取得費加算額=納付した相続税額×(売却した株式の相続税評価額/相続財産の総額)

※相続財産の総額は、債務・葬式費用を含めません。

相続税申告書を用意して、こちらの『相続財産の取得費に加算される相続税の計算明細書』の説明の通りに転記していくと、取得費加算額が算出されます♪

 

>>ダウンロードはこちら(国税庁HP)

仮に、A社株式の取得費に加算される相続税額が「55」、B社株式の取得費に加算される相続税額が「50」と算出されたとします。

この金額をもとに、取得費に加算される相続税額を判定しましょう。

Point

取得費に加算することができる相続税額は、売却益が上限。

B社株式の「取得費に加算される相続税額」は「50」と算出されましたが、実際に加算することができるのは売却益の「10」までとなります!
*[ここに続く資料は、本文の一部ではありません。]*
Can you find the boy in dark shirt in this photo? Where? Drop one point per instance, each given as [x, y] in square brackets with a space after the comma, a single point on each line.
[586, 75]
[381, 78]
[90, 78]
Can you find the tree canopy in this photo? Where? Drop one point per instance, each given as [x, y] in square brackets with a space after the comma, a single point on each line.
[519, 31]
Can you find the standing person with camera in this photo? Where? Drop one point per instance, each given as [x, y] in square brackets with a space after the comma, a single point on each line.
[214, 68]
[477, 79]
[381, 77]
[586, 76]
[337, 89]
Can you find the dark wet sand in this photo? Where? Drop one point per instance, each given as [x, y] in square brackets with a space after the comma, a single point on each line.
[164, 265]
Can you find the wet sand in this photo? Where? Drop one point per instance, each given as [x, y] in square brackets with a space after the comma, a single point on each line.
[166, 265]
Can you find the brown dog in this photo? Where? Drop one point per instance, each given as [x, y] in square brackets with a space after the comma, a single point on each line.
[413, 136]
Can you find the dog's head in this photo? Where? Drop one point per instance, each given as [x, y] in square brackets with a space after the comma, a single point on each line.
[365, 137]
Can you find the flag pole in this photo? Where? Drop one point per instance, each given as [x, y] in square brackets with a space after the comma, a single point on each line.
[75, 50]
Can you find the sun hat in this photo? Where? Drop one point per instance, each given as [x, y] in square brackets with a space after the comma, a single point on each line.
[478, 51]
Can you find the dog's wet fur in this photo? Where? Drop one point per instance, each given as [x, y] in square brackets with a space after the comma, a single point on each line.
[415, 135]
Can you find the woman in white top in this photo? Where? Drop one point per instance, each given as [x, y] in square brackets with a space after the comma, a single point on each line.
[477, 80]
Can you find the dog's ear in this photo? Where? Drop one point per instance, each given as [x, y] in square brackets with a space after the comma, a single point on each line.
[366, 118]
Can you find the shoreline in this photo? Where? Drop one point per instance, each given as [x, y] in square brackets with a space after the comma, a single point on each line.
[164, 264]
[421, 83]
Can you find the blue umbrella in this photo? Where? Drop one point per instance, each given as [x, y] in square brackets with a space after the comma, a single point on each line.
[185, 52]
C社株式は売却損がでているため、取得費加算の特例は使えません。

取得費加算の特例を使った結果、譲渡所得を200→135に減らすことができました♪

確定申告時の添付書類

確定申告時には、以下が必要です。

✓『相続財産の取得費に加算される相続税の計算明細書』の添付

✓『株式等に係る譲渡所得等の金額の計算明細書』の添付

✓申告書の特例適用条文欄に「措法39条」と記載

※相続税申告書は添付不要となりました。

取得費加算の特例は、所得税の負担を軽減できる特例ですので、適用要件に当てはまる方は是非とも使いたい制度です。相続した財産をご売却された際にはご相談ください♪

編集後記(橘の日常)

みなさま、新年あけましておめでとうございます!

昨年の12月18日に、税制改正大綱が発表されました。

相続税に関連する改正としては、貸付不動産(および小口不動産)の評価見直しが、2027年1月1日以降の相続・贈与に適用されていきます。

現在のルールでは、貸付用不動産は、購入価額の5割程度で評価されるので、例えば、1億円のマンションを購入し、それを人に貸し出せば、相続税評価額は5000万円ほどに落ちます。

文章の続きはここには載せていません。